In the world of psychology, the nature versus nurture debate comes up in the discussion of many disorders and behaviors. Is the behavior being studied a product of genes and DNA? Or is the behavior a result of the social environment the patient experiences? This debate surrounds the issue of drug addiction as well. Is drug addiction a result of genetic heritage, or is it a learned behavior?

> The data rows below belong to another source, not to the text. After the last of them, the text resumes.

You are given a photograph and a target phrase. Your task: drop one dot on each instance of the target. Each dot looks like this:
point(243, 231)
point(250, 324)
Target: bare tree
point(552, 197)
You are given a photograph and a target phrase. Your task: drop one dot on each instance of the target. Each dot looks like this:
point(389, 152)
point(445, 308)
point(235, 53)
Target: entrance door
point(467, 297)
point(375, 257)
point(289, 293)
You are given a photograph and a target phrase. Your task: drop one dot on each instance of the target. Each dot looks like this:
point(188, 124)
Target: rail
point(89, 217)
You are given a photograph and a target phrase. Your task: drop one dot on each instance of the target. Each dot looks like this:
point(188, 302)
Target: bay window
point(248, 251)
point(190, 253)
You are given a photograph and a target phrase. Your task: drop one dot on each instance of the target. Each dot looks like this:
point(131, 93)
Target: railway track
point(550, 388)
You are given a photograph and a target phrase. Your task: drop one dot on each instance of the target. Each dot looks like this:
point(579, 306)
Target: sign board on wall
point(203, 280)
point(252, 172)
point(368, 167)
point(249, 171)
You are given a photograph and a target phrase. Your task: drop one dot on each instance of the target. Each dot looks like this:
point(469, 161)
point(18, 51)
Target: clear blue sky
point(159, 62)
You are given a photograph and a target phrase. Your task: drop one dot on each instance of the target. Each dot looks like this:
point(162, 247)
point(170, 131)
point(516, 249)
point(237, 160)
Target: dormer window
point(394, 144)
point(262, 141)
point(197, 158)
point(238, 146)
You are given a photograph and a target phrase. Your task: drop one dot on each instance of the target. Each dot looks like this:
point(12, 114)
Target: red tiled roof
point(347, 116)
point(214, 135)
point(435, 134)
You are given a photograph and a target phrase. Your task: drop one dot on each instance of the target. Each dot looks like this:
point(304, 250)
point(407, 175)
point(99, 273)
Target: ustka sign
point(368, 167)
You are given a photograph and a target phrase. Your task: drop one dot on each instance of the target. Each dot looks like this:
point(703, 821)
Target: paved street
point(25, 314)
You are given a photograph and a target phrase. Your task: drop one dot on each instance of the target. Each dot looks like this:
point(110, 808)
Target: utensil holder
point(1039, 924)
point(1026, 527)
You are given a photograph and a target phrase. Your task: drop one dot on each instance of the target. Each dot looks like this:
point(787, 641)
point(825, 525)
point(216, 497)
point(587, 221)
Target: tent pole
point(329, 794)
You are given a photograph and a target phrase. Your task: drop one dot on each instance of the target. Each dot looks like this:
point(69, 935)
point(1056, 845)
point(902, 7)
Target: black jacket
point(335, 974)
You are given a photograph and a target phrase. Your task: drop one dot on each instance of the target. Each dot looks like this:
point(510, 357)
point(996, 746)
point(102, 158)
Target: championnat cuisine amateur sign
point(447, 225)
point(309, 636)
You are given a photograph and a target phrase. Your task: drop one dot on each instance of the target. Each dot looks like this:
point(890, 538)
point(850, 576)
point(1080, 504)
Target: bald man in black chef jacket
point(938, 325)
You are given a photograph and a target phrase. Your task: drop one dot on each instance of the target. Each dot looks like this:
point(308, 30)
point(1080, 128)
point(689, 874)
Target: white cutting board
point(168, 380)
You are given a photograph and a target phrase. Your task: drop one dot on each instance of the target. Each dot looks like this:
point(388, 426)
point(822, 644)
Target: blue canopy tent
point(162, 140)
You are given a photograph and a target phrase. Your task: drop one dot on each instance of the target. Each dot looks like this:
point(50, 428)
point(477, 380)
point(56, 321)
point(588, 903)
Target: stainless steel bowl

The Difference Between Nature and Nurture
The Argument for Nature
As of yet, science has not been able to pinpoint an exact genetic marker responsible for addiction. However, this doesn’t mean that genes have nothing to do with addiction. Through case studies and laboratory findings, it’s clear that a family history of addiction does, indeed, seem to make drug addiction more likely. When discussing genetics, it’s important to remember that just because a certain genetic make-up might result in a susceptibility to drug addiction, that susceptibility is not a guarantee of addiction. People constantly rise above what appear to be genetic predispositions and, with the proper understanding, it is possible to keep the genetic susceptibility in a state of dormancy.
The Argument for Nurture
Whenever the nature versus nurture argument is made, it soon becomes clear that it is usually quite difficult to completely separate the two. For example, some might say that drug addiction is a result of family genetic history. However, what if it’s not the genes that decide the behavior, but the family environment of drug use that is truly to blame? It seems clear that social nurturing is strongly linked to drug addiction. If someone grows up surrounded by drug use, they are more likely to try drugs themselves. If kids at school are pushing drugs, or if family members encourage the behavior, it can be hard for a child to turn away. There is definitely a strong link between social environment and drug addiction.
Nature and Nurture
Perhaps the best way to view drug addiction is as a product of nature and nurture working together. For example, if someone who already has a genetic predisposition to drug addiction is then exposed to a social environment that fosters drug use, it makes it even harder for them to overcome their genetic tendencies. When drug addiction is analyzed, it makes sense to approach it from multiple perspectives in order to gain a greater understanding of its causes and how best to treat it.
The Road to Recovery
Whether a person’s drug addiction has been more influenced by nature or by nurture, one thing is clear: Recovery is possible. There are many treatment options available. Once a person is committed to changing their behavior, they need to research facilities and find one that promises an environment of support and one that is grounded in the belief that change is possible. While therapists will not be able to change the genetic influences, they can do a lot to change the environmental factors associated with drug use. Through careful, knowledgeable, and patient effort, the cycle of drug abuse can be broken and a new life can begin.